Your résumé often serves as a professional introduction and matchmaking document between you and an employer. In addition to highlighting the skills the employer likely needs, work on telling a story of professional growth throughout your career, even if there were detours, Poepping says. One exercise she has her clients do is to look at their various roles and write brief stories about themselves, explaining what they accomplished in the role. Then, look at the jobs to which you are attracted and pick out the skills and achievements from those stories that are relevant and demonstrate professional growth and achievement.

She recalls a client who had been out of the workforce raising children for years and was afraid no one would want to hire her. Poepping asked her, “Who needs moms?” As it turned out, she tailored her résumé to showcase her understanding of mothers and found companies looking for that expertise. The client ended up working for a winery, organizing house parties and fundraisers — primarily for mothers in the community.

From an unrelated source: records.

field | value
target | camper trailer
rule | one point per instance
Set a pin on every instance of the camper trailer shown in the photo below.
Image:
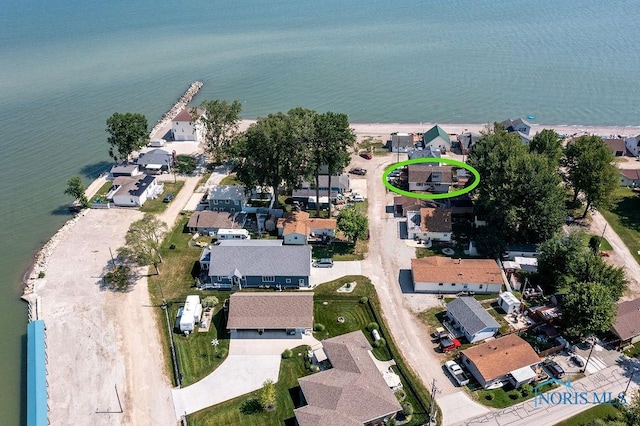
(191, 313)
(233, 234)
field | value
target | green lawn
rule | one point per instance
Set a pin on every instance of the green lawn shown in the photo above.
(607, 412)
(157, 206)
(245, 410)
(624, 218)
(231, 179)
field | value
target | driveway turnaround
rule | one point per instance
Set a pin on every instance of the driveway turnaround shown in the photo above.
(252, 359)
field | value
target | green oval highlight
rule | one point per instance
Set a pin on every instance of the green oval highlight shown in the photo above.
(431, 196)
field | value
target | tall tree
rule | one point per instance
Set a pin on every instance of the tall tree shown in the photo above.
(548, 143)
(127, 133)
(272, 154)
(76, 189)
(590, 171)
(353, 224)
(589, 310)
(220, 121)
(143, 242)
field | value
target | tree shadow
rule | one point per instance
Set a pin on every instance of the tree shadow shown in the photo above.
(92, 171)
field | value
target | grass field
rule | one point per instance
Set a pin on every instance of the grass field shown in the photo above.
(157, 206)
(624, 218)
(607, 412)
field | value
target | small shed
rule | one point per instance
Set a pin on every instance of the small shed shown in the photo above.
(508, 302)
(191, 313)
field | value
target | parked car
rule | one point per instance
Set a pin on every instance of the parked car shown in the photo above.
(323, 263)
(456, 371)
(554, 368)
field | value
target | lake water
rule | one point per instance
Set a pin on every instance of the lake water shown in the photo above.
(67, 66)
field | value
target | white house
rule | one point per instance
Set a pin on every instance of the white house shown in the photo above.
(468, 316)
(191, 313)
(442, 275)
(633, 145)
(429, 224)
(134, 191)
(183, 128)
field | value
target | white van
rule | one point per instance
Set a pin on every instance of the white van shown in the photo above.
(233, 234)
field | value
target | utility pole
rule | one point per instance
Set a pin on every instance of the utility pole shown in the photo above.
(432, 405)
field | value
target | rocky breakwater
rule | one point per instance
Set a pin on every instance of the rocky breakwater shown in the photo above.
(180, 104)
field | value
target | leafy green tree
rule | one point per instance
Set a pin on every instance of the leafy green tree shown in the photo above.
(272, 154)
(590, 171)
(591, 308)
(268, 396)
(76, 189)
(143, 242)
(353, 224)
(520, 195)
(547, 143)
(220, 121)
(127, 133)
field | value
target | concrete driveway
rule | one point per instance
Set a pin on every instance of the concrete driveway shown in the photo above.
(252, 359)
(339, 270)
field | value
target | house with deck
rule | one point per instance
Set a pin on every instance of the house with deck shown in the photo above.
(444, 275)
(508, 359)
(352, 392)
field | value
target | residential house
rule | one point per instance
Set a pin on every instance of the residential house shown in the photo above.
(629, 177)
(227, 198)
(209, 222)
(251, 264)
(429, 224)
(156, 161)
(506, 359)
(290, 312)
(352, 393)
(130, 170)
(427, 152)
(298, 228)
(437, 138)
(184, 128)
(468, 316)
(134, 191)
(400, 142)
(627, 324)
(617, 147)
(438, 274)
(633, 145)
(425, 178)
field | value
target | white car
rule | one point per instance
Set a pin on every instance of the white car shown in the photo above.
(456, 371)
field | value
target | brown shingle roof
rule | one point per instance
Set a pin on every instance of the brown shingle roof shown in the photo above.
(352, 392)
(498, 357)
(448, 270)
(627, 323)
(270, 310)
(435, 220)
(210, 219)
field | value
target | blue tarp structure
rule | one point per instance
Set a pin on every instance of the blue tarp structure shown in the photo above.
(37, 411)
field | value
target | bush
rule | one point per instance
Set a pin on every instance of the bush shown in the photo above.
(407, 408)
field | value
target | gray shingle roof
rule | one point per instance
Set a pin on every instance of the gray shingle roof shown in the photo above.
(471, 315)
(257, 261)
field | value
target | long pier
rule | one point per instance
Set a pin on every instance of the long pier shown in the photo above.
(180, 104)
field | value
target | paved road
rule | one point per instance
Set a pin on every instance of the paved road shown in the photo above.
(388, 266)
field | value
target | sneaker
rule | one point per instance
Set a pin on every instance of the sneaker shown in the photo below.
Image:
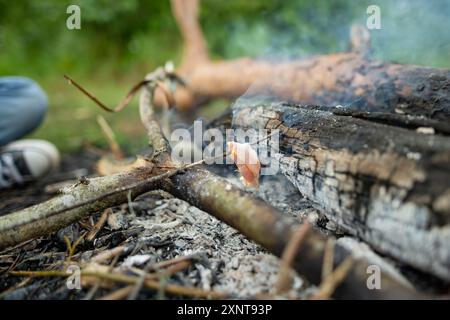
(26, 160)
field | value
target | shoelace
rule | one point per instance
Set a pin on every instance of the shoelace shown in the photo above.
(9, 174)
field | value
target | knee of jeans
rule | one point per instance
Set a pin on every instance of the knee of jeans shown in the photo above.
(35, 103)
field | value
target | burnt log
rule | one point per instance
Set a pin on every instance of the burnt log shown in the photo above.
(385, 184)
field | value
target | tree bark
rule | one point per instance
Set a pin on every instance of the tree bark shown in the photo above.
(385, 184)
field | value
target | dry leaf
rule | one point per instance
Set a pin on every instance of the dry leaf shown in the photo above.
(247, 162)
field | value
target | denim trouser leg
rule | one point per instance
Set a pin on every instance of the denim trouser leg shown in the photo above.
(23, 105)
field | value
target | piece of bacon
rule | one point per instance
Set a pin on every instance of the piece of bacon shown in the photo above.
(247, 162)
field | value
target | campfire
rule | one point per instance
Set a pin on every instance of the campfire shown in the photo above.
(343, 175)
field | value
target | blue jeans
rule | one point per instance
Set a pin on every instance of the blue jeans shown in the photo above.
(23, 105)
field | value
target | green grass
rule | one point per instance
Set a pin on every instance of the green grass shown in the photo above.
(71, 118)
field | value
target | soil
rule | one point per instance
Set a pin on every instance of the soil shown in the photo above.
(153, 229)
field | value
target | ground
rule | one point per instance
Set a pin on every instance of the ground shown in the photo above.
(154, 228)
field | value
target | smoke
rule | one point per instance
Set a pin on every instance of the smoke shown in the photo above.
(412, 31)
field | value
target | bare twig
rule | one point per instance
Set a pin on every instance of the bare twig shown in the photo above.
(110, 137)
(288, 256)
(172, 289)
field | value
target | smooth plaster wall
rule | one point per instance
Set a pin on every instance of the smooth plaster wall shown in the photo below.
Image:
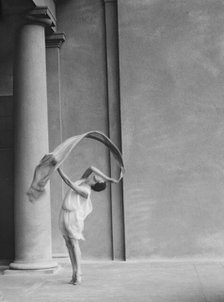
(83, 108)
(172, 92)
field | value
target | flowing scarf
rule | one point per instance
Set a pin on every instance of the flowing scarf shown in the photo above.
(52, 161)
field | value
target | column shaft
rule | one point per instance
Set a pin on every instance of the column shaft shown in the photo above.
(113, 94)
(32, 220)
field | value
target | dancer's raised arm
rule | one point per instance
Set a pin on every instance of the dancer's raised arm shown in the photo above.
(72, 185)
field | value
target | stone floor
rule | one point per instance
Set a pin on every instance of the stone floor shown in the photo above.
(120, 281)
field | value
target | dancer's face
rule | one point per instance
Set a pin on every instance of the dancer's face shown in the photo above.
(92, 179)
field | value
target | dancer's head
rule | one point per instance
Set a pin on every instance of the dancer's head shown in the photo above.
(95, 181)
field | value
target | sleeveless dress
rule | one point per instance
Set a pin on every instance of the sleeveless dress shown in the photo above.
(74, 211)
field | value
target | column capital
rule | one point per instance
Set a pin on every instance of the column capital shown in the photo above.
(43, 16)
(55, 40)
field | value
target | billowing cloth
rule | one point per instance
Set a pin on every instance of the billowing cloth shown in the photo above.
(52, 161)
(74, 211)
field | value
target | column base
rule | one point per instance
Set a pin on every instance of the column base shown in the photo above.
(25, 265)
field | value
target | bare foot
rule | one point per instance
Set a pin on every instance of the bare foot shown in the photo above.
(76, 280)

“It's like matchmaking,” she says. “What does the employer want? What have I done, and am I articulating that clearly in the résumé, whether there’s a gap or not?”

7. Tap your network

The perennial advice to “keep your network warm” also applies to job seeking with an employment history gap, Thomas says. Having the endorsement of a mutual contact or someone who works at the company can help you get to the interview stage faster, she says. In addition to helping you compete with the flood of résumés job ads may typically generate, you might also find “hidden” jobs.

“I tell people to take opportunities to network and not rely so much on what they see posted, because not all companies can afford to have a big marketing budget where they can blast their positions all over LinkedIn,” she says.

8. Be prepared to talk about it

Rehearse what you’re going to say about your employment history gaps so you’re ready to talk about them in an interview, Boggs says. You don’t need to go into a lengthy discourse. Rather, keep your explanations brief — you exited the workforce to be a caregiver for a few years, or you were part of company-wide layoffs — and turn the conversation to what’s next.

“Avoid the urge to fill the gap unnecessarily; instead, lead with your value and demonstrate how you’ve been staying relevant in the market,” she says. Answer the worst-case scenario questions that may be unspoken: How have you kept up with the fast-changing pace of business? What professional organizations have you stayed involved in? What webinars, podcasts or training have you listened to or participated in to keep current on industry topics?

“Show that you’re ready to just plug back in and that the gap really isn’t an issue,” Boggs says.